On a particularly slow work day a few weeks ago, a friend asked me if I wanted to go for a ride. “Sure!,” I respond, not entirely sure what I was getting myself into. Squished between Innocent, my favorite ambulance driver, and Fulgence, one of my favorite nurses and closest friends, I set off for another sector in my district. 

On the road, we discuss everything from the status of the road (atrocious, the worst in the district, possibly the country), to the physical appearance of the gorillas in the north (really ugly, but I still want to see them, like every other white person who comes to Rwanda). Conversation flows between Kinyarwanda, French, English, and the language if laughter, which I am becoming very fluent in.

We arrive at the health center and are greeted by its head nurse and director. They tell us about the patients who need immediate transfers. The first patient is a young man who just had a moto accident. His eye is covered with a bandage but blood is pouring out, his arm is also wrapped in bandages tied tightly to his torso. 

The second patient is a woman who has been in labor for over twelve hours. I accompanied Fulgence to the health center’s birthing room where she lay on the delivery table, fear and pain in her eyes. She slowly walked herself to the car (over one hundred feet away) and onto the ambulance stretcher. Her husband tried to follow but was turned away for lack of space, he’ll have to walk. 

“Has anyone ever given birth in the ambulance?” I ask Innocent. “Oh yes, plenty of times,” he responds. 

We head off, but after a minute realize the woman in labor has forgotten her insurance card, so we make twenty point turn on the narrow, pot holed road that drops off into a steep valley, to retrieve it. The woman in labor tries to hold her pain first with deep breaths, then quiet moans, but the road is just awful and the pain too much, and pretty soon she’s screaming bloody murder.

“Ihangane Madame!”,  Fulgence says from the front seat, have patience. To me he says, “the pain and stress of the road can induce labor—I’m not trained in deliveries, so you’ll have to help!”.

Lake Kivu from Kibuye, Rwanda
 “I’m dying! Stop! I’m dying!” she repeats every few seconds. “Hold on, we’re getting closer!” was the only comfort any of us in the front could provide.

After what seemed like days to me (probably years to the woman), we finally reach the hospital. She is carried to the birthing table and connected to an IV. Reviewing her transfer sheet, the nurses tell me the woman is thirty-two years old and this is her seventh child. “Madame, you have too many children!” they say disapprovingly, but she is barely conscious.
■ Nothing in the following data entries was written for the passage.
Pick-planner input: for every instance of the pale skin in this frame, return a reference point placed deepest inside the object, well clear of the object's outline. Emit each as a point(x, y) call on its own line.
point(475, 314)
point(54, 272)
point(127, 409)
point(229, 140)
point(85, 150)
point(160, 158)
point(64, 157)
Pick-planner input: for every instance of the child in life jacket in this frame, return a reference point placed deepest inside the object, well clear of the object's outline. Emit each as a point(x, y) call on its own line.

A doctor finally comes to check in. He checks her cervix and discusses with a nurse the correct plan of action. The nurse thinks she needs a c-section, the doctor thinks she’ll deliver soon. An hour later, I help prep the surgery room and put on surgical scrubs. “I am going to look only!” I remind everyone repeatedly.

Two seconds later, another nurse runs into the surgical room “Hurry, it’s coming!”. We run back to the patient and within sixty seconds the most enormous newborn baby I have ever seen (and I’ve seen quite a few at this point) is out! Now I know why they call it the miracle of life.

Over the last few hours I could not stop thinking about the atrocious conditions this woman was being put through—from the excruciating hours of labor at her health center, to the hellish ambulance ride, to the lack of bedside manners of the hospital staff. Once she recovers her senses, this woman is going to raise hell, I thought. Instead, all she did was thank me and the other nurses, praising God for her healthy baby and asking him to protect us and our future children.

And now you might know what to expect if a hospital nurse in Rwanda asks you to go for “a little stroll” on a slow work day.